Uma ex-procuradora dos EUA, Danielle Sassoon, negou veementemente em tribunal que alguma vez tenha garantido imunidade a Michelle Bond, a ex-parceira do ex-executivo da FTX Ryan Salame, durante uma audiência probatória de alto risco no tribunal federal de Manhattan.
Sassoon testemunhou na quinta-feira numa audiência probatória relativa a um acordo com um dos executivos da empresa, que foi realizada no Tribunal Distrital dos EUA para o Distrito Sul de Nova Iorque.
De acordo com a audiência de quinta-feira, Sassoon testemunhou sobre a confissão de culpa de Ryan Salame, o ex-co-CEO da FTX Digital Markets, que resultou na sua condenação a mais de sete anos de prisão.

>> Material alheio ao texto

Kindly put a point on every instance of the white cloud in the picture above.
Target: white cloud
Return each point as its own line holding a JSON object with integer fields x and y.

Relatórios do Inner City Press indicam que Sassoon disse que a sua equipa "provavelmente não continuaria a investigar a conduta [de Salame]" se ele concordasse em se declarar culpado.
Um exame mais aprofundado do ex-executivo da FTX e da sua então namorada, Michelle Bond, levou a que esta última enfrentasse acusações de financiamento de campanha.
"Não estou no negócio de apanhar ou enganar pessoas para se declararem culpadas," disse Sassoon, referindo-se a Bond ter sido acusada após a confissão de Salame.
Bond, uma das últimas pessoas ligadas a casos criminais contra ex-executivos da FTX, está a tentar que as suas acusações sejam arquivadas, argumentando que os procuradores "induziram uma confissão de culpa" de Salame.
Uma resolução no seu caso poderia encerrar o capítulo dos processos criminais que começaram com a falência financeira da FTX em novembro de 2022. Ela declarou-se inocente das acusações de conspiração para causar contribuições de campanha ilegais, causar e aceitar contribuições de campanha excessivas, causar e receber uma contribuição corporativa ilegal, e causar e receber uma contribuição por intermediário.
As acusações estão intimamente ligadas a Salame alegadamente ter ordenado 400.000 dólares em fundos ligados à FTX, que foram usados para a campanha de Bond de 2022 para um lugar na Câmara dos Representantes dos EUA.
Já se passaram três anos desde o colapso da FTX. Salame apresentou-se para cumprir a sua pena de prisão de sete anos e meio em outubro de 2024. Caroline Ellison, a ex-CEO da Alameda Research, declarou-se culpada e começou a cumprir uma pena de prisão de dois anos em novembro de 2024. Outros dois ex-executivos nomeados na acusação — Nishad Singh e Gary Wang — declararam-se culpados e receberam sentenças de tempo já cumprido.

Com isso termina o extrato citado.